A lot of people bemoan the fact that kids drop out of church when they reach teenage-hood. Well, to be honest, we can’t ask them to stay if we don’t have any reasons for it–nothing is a given when you’re 15. If you’re going to do something, you need to know why.
So, I’m constantly asking myself the question:
Why do we do this? Why be Christian? Why does it matter?
I do this for a few reasons. First, because our religious commitments (or non commitments) are a big deal. We ought to know why we have them, and why we do what we do. Second, because without the constant questioning, we run the risk of relying too much on stagnant, even idolatrous answers (like, “just because”). Third, because my wondering and questioning helps others around me form a vocabulary and a comfort around dialogue on this topic.
It is good to ask why. It is healthy to ask why, it is essential to our relationship with God to ask why.
There is a well-respected Youth Ministry book called The Godbearing Life that has been an important guide to me in the past months. The premise of the book is to call youth ministry away from flashy programs and cutting-edge curricula and to turn it more towards being a place where God is born. Kids have enough stuff to do, but what they crave is God—and remarkably, they’re not unlike adults. We’ve got lots of stuff to do, and we need some God.
I don’t mean fire and brimstone. I don’t mean touchy feely crap. I mean intentionality, thoughtfulness, thankfulness, and an attitude of worship in real relationship. I mean making room for moments when the big picture hits you in the face.
The word “Godbearer” is an English translation of theotokos, an ancient title for Mary, the Mother of God.
It is she who ‘bore’ the incarnation, and literally brought God into the world through a lived faith. This book calls youth minsters to be those who bear their own incarnation and nurture others into doing the same.
You can imagine that I was especially excited to be reading this book in Advent. Advent is the season when we remember Mary, the theotokos, who also bore God into the world. It is a season when we too prepare the way for incarnation in the world. In Advent I’m reminded that this book is absolutely for all ministers–not just Youth Ministers–and all Christians–not just ministers.
Christianity is a religion about incarnation, about God being in the world through a human life. Most importantly, the Christian religion is about a community that continued to ‘bear’ that incarnation through communion and remembrance.
All Christians are called by God to bear their own incarnation, and all Christians are called by God to help others incarnate God as well: to put some God into all that stuff we have to do.
So, for me, in Advent, that’s the answer to the question Why?

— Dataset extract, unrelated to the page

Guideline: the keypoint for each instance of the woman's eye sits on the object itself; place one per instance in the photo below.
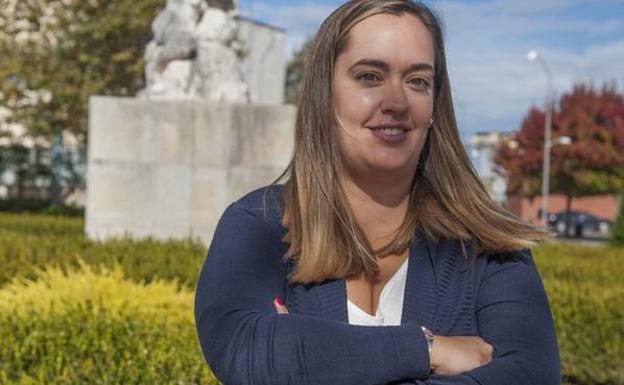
(420, 83)
(368, 77)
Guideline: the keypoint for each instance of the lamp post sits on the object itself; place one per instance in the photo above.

Right now, the Holiday Season is heavily upon us: family gatherings and advertisements, holiday parties and budget deficits, gifts and travel expenses. Amidst the joy and gratitude of the season, there’s also a lot of stress and anxiety and the ever-present pressure to buy-buy-buy to keep the economy from imploding. We see it on the news all the time (if we can still stand to watch it). They constantly report on what Holiday sales will be like, and whether or not it will sustain us through another anxious year of attempts to stimulate the economy.
The Holidays can be a rough time for a lot of people. We all know it. It’s a mess out there.
The season of Advent reminds us to be bearers of God, to be people that allow God’s work and word to be present in the world.
We stop, as the days get shorter and shorter, to pause and remember that God chooses us, just like he chose that homeless unmarried teenage mom, to be bearers of God’s peace and love in a frantic and painful world. To choose to be Christian is to choose to make room to rejoice, reflect, and relate to people as incarnations of God.
To choose to be Christian is to try to become a Godbearer too, to make space for God to do God’s work through us.
Especially in the middle of the holidays, we make room for Advent worship–to remember why we do this, to remember that we are a faith of incarnation, to prepare the space in ourselves that helps us remember God in all the stuff we have to do.